Similarly in 1989 the first decision made was to “subdivide power”, portion the spoils, and only then try to give this arrangement a semblance of legality. The Martial Law and the 1989 elections can therefore be thrown into one and the same rogue sack.

The author of this memoir concludes his story about the creation of the Third Republic by citing some well-known facts, which nevertheless are worthy to evoke:

Communist dictator Jaruzelski was elected the President of the Polish People’s Republic on July 18th, 1989. Several days later, on August 2nd, the Parliament entrusted the post of Prime Minister to another Communist General, Czeslaw Kiszczak, a “distinguished” military police officer, later a chief of the communist secret services. In the 50s he specialized in sending interrogated people “on the tiles,” which meant torture (see: http://www.bibula.com/?p=2941). This police chief, recognized by Michnik as a “man of honor”, inflicted a painful blow to the builders of “freedom regained on 06.04.1989” legend. Testifying at the end of April 2009 before a court he stated, among others, “In 1989 nobody won anything. It was us who allowed Solidarity to assume power (…) I understand their disgust, but you cannot lie that Solidarity had won.”

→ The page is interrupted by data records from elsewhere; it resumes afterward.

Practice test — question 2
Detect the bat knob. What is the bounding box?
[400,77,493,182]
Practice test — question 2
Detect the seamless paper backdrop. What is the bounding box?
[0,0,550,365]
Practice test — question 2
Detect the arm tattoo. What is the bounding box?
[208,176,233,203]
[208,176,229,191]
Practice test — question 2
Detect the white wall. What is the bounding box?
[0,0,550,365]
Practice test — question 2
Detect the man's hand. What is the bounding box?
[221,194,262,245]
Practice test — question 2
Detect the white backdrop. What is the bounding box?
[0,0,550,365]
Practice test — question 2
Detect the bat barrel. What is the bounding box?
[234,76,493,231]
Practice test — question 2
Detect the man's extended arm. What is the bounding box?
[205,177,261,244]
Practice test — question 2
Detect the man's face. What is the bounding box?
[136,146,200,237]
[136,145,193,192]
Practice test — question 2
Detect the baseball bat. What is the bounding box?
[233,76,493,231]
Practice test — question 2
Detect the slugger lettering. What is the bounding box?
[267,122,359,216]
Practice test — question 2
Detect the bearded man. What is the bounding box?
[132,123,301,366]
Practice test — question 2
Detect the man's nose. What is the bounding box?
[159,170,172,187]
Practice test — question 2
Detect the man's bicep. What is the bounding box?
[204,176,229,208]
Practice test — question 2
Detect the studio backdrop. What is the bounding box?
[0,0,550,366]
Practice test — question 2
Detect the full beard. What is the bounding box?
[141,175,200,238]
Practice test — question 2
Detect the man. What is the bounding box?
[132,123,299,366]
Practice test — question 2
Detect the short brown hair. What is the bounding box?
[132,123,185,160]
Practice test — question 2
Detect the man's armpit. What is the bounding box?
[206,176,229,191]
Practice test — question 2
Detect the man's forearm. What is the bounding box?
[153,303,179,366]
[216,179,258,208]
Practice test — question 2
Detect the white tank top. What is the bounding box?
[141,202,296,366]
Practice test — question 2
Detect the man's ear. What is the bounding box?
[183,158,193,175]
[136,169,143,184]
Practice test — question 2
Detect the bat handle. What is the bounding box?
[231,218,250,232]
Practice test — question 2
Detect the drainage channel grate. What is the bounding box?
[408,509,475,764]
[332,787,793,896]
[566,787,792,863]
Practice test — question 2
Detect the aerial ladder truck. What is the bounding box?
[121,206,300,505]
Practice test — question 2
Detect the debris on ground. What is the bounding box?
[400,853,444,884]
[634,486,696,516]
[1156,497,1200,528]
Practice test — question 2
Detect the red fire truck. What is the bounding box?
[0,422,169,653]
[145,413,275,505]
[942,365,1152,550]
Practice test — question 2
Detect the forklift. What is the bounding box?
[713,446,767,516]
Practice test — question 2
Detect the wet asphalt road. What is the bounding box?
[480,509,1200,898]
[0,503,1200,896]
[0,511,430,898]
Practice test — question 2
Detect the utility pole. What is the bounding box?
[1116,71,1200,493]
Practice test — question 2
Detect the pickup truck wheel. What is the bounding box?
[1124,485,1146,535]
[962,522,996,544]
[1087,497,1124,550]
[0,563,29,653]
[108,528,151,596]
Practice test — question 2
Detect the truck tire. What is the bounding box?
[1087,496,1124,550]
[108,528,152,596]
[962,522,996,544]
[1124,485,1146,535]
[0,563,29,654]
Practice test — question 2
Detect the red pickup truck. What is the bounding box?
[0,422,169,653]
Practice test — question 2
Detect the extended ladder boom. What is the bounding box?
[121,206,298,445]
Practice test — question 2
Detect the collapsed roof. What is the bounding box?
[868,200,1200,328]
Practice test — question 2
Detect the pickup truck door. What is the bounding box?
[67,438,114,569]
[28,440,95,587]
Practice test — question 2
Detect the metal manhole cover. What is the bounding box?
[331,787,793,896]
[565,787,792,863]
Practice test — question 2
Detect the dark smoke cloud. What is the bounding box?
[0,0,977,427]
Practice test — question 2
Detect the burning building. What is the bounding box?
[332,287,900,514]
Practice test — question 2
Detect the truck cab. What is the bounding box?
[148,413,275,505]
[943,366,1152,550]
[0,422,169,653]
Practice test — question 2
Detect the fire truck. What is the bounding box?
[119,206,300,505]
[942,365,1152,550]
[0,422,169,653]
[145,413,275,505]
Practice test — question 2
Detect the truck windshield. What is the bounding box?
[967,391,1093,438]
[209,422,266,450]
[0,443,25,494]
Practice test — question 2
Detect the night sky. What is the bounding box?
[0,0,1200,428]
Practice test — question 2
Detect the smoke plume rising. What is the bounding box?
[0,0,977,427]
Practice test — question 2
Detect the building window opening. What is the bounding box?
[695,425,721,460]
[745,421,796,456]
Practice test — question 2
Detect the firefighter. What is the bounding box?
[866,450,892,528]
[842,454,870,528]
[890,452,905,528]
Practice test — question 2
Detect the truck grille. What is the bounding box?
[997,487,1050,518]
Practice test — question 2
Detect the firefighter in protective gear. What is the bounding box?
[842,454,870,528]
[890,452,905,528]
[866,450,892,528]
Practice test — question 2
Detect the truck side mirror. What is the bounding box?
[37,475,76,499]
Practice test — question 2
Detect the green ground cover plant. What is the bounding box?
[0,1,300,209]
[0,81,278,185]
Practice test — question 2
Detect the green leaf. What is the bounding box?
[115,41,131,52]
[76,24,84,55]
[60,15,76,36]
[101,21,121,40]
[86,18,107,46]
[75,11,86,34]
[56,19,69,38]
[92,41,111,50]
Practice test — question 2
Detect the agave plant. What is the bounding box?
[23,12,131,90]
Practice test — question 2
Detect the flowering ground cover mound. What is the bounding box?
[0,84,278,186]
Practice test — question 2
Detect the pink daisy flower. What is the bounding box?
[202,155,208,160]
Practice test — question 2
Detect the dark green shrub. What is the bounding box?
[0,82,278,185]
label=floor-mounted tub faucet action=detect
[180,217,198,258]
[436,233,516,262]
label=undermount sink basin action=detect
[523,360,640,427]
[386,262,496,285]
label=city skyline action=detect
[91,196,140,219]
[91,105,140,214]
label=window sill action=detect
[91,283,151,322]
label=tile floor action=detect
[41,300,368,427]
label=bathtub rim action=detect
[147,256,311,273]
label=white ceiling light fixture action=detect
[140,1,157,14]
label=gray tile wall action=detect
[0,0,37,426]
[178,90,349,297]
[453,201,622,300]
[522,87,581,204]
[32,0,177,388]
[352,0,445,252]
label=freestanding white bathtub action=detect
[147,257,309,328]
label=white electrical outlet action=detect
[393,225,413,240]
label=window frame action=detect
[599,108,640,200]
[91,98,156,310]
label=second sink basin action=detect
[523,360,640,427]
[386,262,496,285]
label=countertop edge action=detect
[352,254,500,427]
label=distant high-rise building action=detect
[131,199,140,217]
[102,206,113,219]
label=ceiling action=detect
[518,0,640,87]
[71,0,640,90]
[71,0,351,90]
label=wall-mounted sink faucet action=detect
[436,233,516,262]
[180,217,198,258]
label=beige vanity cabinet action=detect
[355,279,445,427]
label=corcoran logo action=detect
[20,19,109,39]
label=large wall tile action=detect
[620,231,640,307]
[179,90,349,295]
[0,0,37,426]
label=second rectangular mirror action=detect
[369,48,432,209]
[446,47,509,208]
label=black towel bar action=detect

The name “Round Table” was probably meant to be associated with Knights of King Arthur deliberations of lore. However, as it turns out, more accurately its role is determined by the place in which it was stored, the partition-era Governor’s Palace.

It’s true: they cheated us in 1989, and brazenly deceived us for nearly a quarter century. But let’s look at it from the other side. I do not think we should give up and despair. Because this means that freedom is yet to come!

Roman Misiewicz – born in 1964 in Debica, a lawyer, former editor of the “Nowa Okolica Poetow”, published inter-alia in Creativity, Fronda, Toposie; recipient of “Kazimiera Iłłakowiczówna” award for 2003.